Blessed Pope Pius XII, in his apostolic constitution Munificentissimus Deus, puts it this way, “Christ overcame sin and death by his own death, and one who through Baptism has been born again in a supernatural way has conquered sin and death through the same Christ. Yet, according to the general rule, God does not will to grant to the just the full effect of the victory over death until the end of time has come. And so it is that the bodies of even the just are corrupted after death, and only on the last day will they be joined, each to its own glorious soul. Now God has willed that the Blessed Virgin Mary should be exempted from this general rule. She, by an entirely unique privilege, completely overcame sin by her Immaculate Conception, and as a result she was not subject to the law of remaining in the corruption of the grave, and she did not have to wait until the end of time for the redemption of her body” (no.4-5).
That is to say, despite sharing in Christ’s victory over death by means of our Baptism, we all still die and our bodies undergo the corruption of the grave. We await the resurrection of our bodies on the last day. For Mary, things were different.
By a singular grace of God, because of her Immaculate Conception, her body did not undergo the corruption of the grave. Rather, she, in her now glorified body, as a union of body and soul, was assumed into heaven.
It was Pius XII, in Munificentissimus Deus, issued on Nov. 1, 1950, who gave the Church the formal dogmatic definition, “we pronounce, declare, and define it to be a divinely revealed dogma: that the Immaculate Mother of God, the ever Virgin Mary, having completed the course of her earthly life, was assumed body and soul into heavenly glory” (no. 44).
As a consequence of this dogmatic definition, Pius XII states further, “Hence if anyone, which God forbid, should dare willfully to deny or to call into doubt that which we have defined, let him know that he has fallen away completely from the divine and Catholic Faith” (no. 45).

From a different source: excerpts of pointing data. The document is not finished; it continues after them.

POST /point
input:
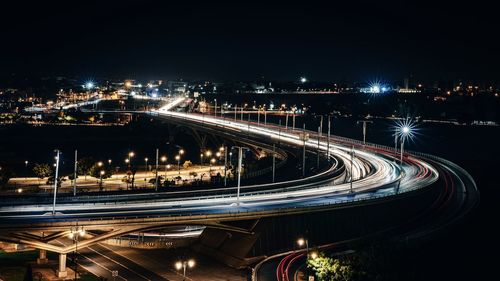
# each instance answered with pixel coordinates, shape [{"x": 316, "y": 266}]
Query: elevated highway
[{"x": 358, "y": 175}]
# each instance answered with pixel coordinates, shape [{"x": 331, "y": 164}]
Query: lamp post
[
  {"x": 183, "y": 265},
  {"x": 178, "y": 158},
  {"x": 208, "y": 153},
  {"x": 164, "y": 160},
  {"x": 74, "y": 234},
  {"x": 240, "y": 158},
  {"x": 55, "y": 182},
  {"x": 223, "y": 148},
  {"x": 130, "y": 155},
  {"x": 212, "y": 161},
  {"x": 405, "y": 132},
  {"x": 101, "y": 173},
  {"x": 303, "y": 241}
]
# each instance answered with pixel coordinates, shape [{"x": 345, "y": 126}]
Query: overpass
[{"x": 358, "y": 175}]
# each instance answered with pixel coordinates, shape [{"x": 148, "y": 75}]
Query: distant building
[{"x": 177, "y": 87}]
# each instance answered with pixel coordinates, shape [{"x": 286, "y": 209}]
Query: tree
[
  {"x": 95, "y": 171},
  {"x": 42, "y": 170},
  {"x": 346, "y": 268},
  {"x": 84, "y": 166}
]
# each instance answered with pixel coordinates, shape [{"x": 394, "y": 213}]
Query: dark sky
[{"x": 244, "y": 40}]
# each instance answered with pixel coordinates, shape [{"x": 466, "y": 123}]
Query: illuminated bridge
[{"x": 363, "y": 191}]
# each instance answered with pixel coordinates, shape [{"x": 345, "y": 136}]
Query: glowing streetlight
[
  {"x": 212, "y": 161},
  {"x": 178, "y": 158},
  {"x": 313, "y": 255},
  {"x": 303, "y": 241},
  {"x": 101, "y": 173},
  {"x": 164, "y": 160},
  {"x": 405, "y": 132},
  {"x": 183, "y": 265}
]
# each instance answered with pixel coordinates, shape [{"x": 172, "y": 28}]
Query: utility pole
[
  {"x": 304, "y": 151},
  {"x": 317, "y": 152},
  {"x": 274, "y": 161},
  {"x": 364, "y": 129},
  {"x": 156, "y": 173},
  {"x": 74, "y": 172},
  {"x": 328, "y": 140},
  {"x": 225, "y": 165},
  {"x": 321, "y": 126},
  {"x": 352, "y": 164},
  {"x": 395, "y": 142},
  {"x": 55, "y": 182},
  {"x": 279, "y": 131},
  {"x": 240, "y": 157}
]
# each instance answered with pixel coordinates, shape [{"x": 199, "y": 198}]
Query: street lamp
[
  {"x": 178, "y": 158},
  {"x": 74, "y": 234},
  {"x": 101, "y": 173},
  {"x": 164, "y": 160},
  {"x": 303, "y": 241},
  {"x": 183, "y": 265},
  {"x": 130, "y": 155},
  {"x": 240, "y": 158},
  {"x": 212, "y": 161},
  {"x": 405, "y": 132},
  {"x": 26, "y": 168}
]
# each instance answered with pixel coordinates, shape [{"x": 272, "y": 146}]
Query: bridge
[{"x": 359, "y": 177}]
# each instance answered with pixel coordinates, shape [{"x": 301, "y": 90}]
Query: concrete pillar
[
  {"x": 61, "y": 272},
  {"x": 42, "y": 257}
]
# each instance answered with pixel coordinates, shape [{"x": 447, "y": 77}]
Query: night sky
[{"x": 246, "y": 40}]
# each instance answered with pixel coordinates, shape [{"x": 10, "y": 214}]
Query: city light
[
  {"x": 313, "y": 255},
  {"x": 301, "y": 242},
  {"x": 178, "y": 265},
  {"x": 405, "y": 129}
]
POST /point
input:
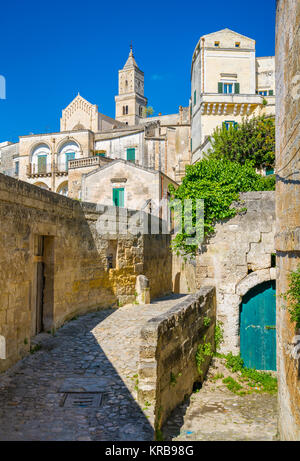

Despite the fact that this dogmatic definition was declared in the 20th century, it should not be thought that it was the result of some new idea dreamed up by the Pope. Rather, the numerous paragraphs preceding the definition are largely a catalogue of the many great thinkers in the history of the Church who, grounded in considerations beginning in Sacred Scripture, reached this conclusion.
Liturgical celebrations of this teaching date back at least to the fourth century. Pius himself relates that he issued this definitive definition in part as a result of the many petitions he and his predecessors had received to do so and only after consulting with the world-wide order of bishops on the appropriateness and helpfulness of issuing such a definition.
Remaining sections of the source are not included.